Rund 30 ältere Herrschaften bekommen so eines dieser Häuser bis an ihr Lebensende zugesprochen. Sie haben einen Gemeinschaftsraum, eine Sozialarbeiterin vor Ort und alle anderen Dienstleistungen unserer Organisation (Psychologe, Begleitung falls notwendig etc.). 



An einem warmen Freitagnachmittag versammelten wir uns also zusammen mit den hohen Tieren der Regierung und Funktionären des "Hogar de Cristo" aus der Zentrale in Santiago in besagtem "Condominio", um die symbolische Schleife zu durchschneiden. Maike und Ich waren den ganzen Vormittag damit beauftragt, das Catering nach Vollendung der Zeremonie vorzubereiten und den Anweisungen eines wohl menstruierenden weiblichen Generals der Santiago-Delegation zu folgen.


"Unser wunderschön angelegter Selbstbedienungs-Tisch"

Die eigentliche Zeremonie war ein unerträgliches Lobreden und Klopfen auf die eigene Schulter der Regierungsgesandten aus der Moneda. Wie so vieles in diesem Land, wurde auch dieser Tag als "bahnbrechend" und "historisch für die Sozialarbeit in Chile" anerkannt und die Einweihung als "großes Zeichen gegen Armut" gewertet. Sie scheinen sich wohl noch nicht ganz von der Pinochet-Diktatur erholt zu haben - zumindest was die überschwenglichen Reden betrifft.




Nach der Seligsprechung der neuen Bewohner durch den Pfarrer und das filmreife Zerschneiden der Einweihungs-Schleife, waren alle Beteiligten auch erstaunlich schnell wieder in ihren Autos und auf dem Rückweg nach Santiago. An diesem Tag hatten sie wohl schon "genug Gutes" getan...






Ach, und fast hätte ich noch etwas wichtiges vergessen! Ich arbeite nun offiziell zwei Tage die Woche mit Obdachlosen. Nach einem langen hin und her bin ich nun Montags und Freitags von 18.00-21.00 in der sogenannten "Hospedería" um dort als Freiwilliger aktiv zu werden. Die Obdachlosen bekommen hier ein warmes Essen, ein Bett zum schlafen, einen Fernseher, und gute Unterhaltungen mit uns Voluntarios. Es gibt 15 feste 2-Jahres-Plätze für extreme Fälle, die zusätzlich vom "Hogar" betreut werden und 15 weitere Betten, die man für höchstens 10 Tage beanspruchen kann.

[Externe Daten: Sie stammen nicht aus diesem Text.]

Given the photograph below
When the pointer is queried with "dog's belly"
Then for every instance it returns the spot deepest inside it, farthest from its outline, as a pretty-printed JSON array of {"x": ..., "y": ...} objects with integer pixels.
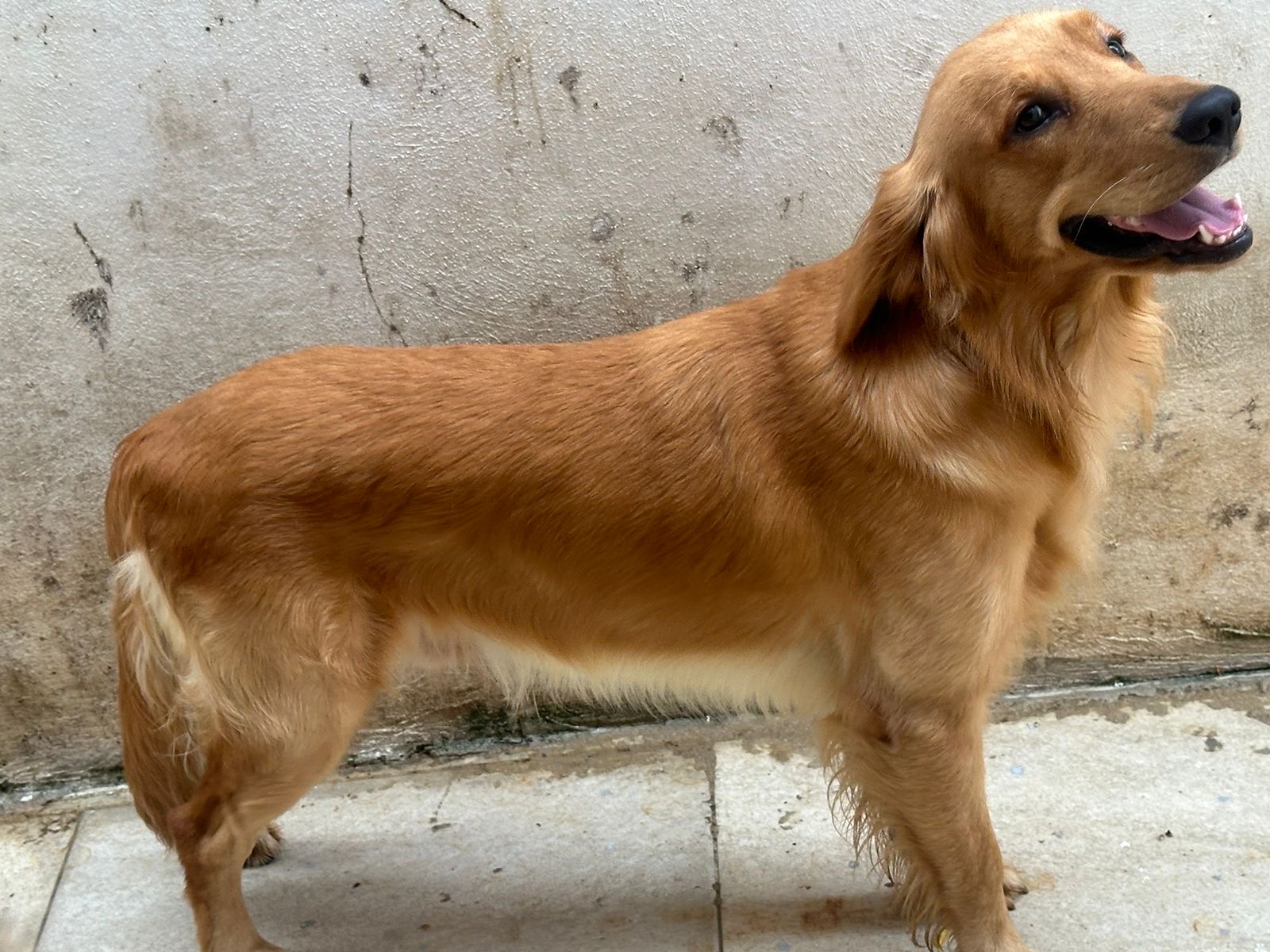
[{"x": 797, "y": 672}]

Mein erster Arbeitstag lief bereits sehr vielversprechend. Die erste Stunde mache ich den "Ingresso" - also notiere ich die Namen eines jeden, der die Hospedería betritt und sammle die 300 $ (50 Cent) ein, die die Übernachtung kostet. Wenn die meisten fertig gegessen haben setzen wir uns entweder mit ihnen in den Patio um Neuigkeiten auszutauschen oder gucken zusammen fern. Generell empfinde ich hier ein viel besseren Zusammenhalt innerhalb der Gruppe - ein Verhaltensmuster, dass ich bei den Rentnern sehr vermisse.

Auf der Straße wird mir wohl nun nichts mehr passieren. Meine Präsenz hat sich wie ein Lauffeuer unter den Obdachlosen herumgesprochen und an allen Ecken werde ich herzlich von den verschiedensten Leuten gegrüßt und umarmt - es macht einen riesen Spaß!